A Deep Q-Learning Reinforcement Agent in A Grid World

This is a simple example of a Q-Learning agent. Instead of using a table for the Q function, here we use a 1-layer perceptron (linear model) to approximate the Q function.

todo: explain the algorithm



In [1]:

    
import numpy as np
import random
import gym
import tensorflow as tf
%matplotlib inline
%config InlineBackend.figure_format = 'retina'

import matplotlib.pyplot as plt

from IPython.display import clear_output
from tqdm import tqdm



In [2]:

    
env = gym.make('FrozenLake-v0')









    



[2017-03-20 17:27:15,523] Making new env: FrozenLake-v0



In [3]:

    
tf.reset_default_graph()

# Use minibatch of 1 for all tensor def.
state = tf.placeholder(shape=[1, 16], dtype=tf.float32)

W = tf.Variable(tf.random_uniform([16, 4], 0, 0.01))

Q_out = tf.matmul(state, W)
action = tf.argmax(Q_out, 1)

# Here are the losses
Q_next = tf.placeholder(shape=[1, 4], dtype=tf.float32)
loss = tf.reduce_sum(tf.square(Q_next - Q_out))

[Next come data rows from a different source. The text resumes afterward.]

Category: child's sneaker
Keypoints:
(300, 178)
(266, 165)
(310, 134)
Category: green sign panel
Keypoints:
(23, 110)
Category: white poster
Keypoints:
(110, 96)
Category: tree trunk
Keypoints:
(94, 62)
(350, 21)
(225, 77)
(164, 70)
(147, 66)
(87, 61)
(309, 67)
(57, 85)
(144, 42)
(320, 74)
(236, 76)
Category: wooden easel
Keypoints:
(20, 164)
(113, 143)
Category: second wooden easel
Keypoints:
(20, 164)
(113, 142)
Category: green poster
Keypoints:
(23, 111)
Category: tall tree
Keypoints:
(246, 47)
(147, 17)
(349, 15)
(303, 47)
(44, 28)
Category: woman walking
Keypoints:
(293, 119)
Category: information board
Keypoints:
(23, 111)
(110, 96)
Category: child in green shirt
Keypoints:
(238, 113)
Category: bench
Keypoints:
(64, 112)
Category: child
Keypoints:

trainer = tf.train.GradientDescentOptimizer(learning_rate = 0.1)
updateModel = trainer.minimize(loss)



In [4]:

    
def state_hot_enc(s):
    return np.identity(16)[s:s+1]



In [5]:

    
init = tf.global_variables_initializer()

# Set learning parameters
l_rate = 0.4
y = .99
e = 0.1
num_episodes = 50000

# create lists to contain total rewawrds and steps per episode

epi_length = []
rs = []

with tf.Session() as sess:
    sess.run(init)
    for i in tqdm(range(num_episodes)):
        s = env.reset()
        r_total = 0
        done = False
        number_jumps = 0
        
        # limit numerb of jumps
        while number_jumps < 99:
            number_jumps += 1
            
            Q_value, a_value = \
               sess.run([Q_out, action], feed_dict={state:state_hot_enc(s)})
            #print(action, a_value)
            
            
            # pick a random action
            if np.random.rand(1) < e:
                # actual result is the first item in the mini batch
                a_value[0] = env.action_space.sample()
            #print(a_value[0])
            s_next, r, done, _ = env.step(a_value[0])
            #print(s_next, r, d)
            
            
            Q_next_value = sess.run(Q_out, feed_dict={state:state_hot_enc(s_next)})
            
            
            max_Q_next = np.max(Q_next_value)
            
            # now update Q
            Q_value[0, a_value[0]] += l_rate * (r + y * max_Q_next \
                                                - Q_value[0, a_value[0]])
            
            _, W_value = sess.run([updateModel, W], feed_dict={
                state:state_hot_enc(s), Q_next: Q_value})
 
            r_total += r
            s = s_next
            if done:
                # be more conservative as we learn more
                e = 1./((i/50) + 10)
                break
                
        
        if i%200 == 199:
            
            clear_output(wait=True)
            print("success rate: " + str(sum(rs[-200:])/2) + "%")
        
            plt.figure(figsize=(8, 8))
            plt.subplot(211)
            plt.title("Jumps Per Episode", fontsize=18)
            plt.plot(epi_length[-200:], "#23aaff")
            plt.subplot(212)
            plt.title('Reward For Each Episode (0/1)', fontsize=18)
            plt.plot(rs[-200:], "o", color='#23aaff', alpha=0.1)
            plt.show()
            
        epi_length.append(number_jumps)
        rs.append(r_total)









    



success rate: 68.0%






    












    



100%|██████████| 50000/50000 [28:47<00:00, 28.94it/s]



In [6]:

    
def mv_avg(xs, n):
    return [sum(xs[i:i+n])/n for i in range(len(xs)-n)]
# plt.plot(mv_avg(rs, 200))



In [7]:

    
plt.figure(figsize=(8, 8))
plt.subplot(211)
plt.title("Jumps Per Episode", fontsize=18)
plt.plot(epi_length, "#23aaff", linewidth=0.1, alpha=0.3,
        label="raw data")
plt.plot(mv_avg(epi_length, 200), color="blue", alpha=0.3, linewidth=4, 
         label="Moving Average")
plt.legend(loc=(1.05, 0), frameon=False, fontsize=15)
plt.subplot(212)
plt.title('Reward For Each Episode (0/1)', fontsize=18)
#plt.plot(rs, "o", color='#23aaff', alpha=0.2, markersize=0.4, label="Reward")
plt.plot(mv_avg(rs, 200), color="red", alpha=0.5, linewidth=4, label="Moving Average")
plt.ylim(-0.1, 1.1)
plt.legend(loc=(1.05, 0), frameon=False, fontsize=15)
plt.savefig('./figures/Frozen-Lake-v0-tf.png', dpi=300, bbox_inches='tight')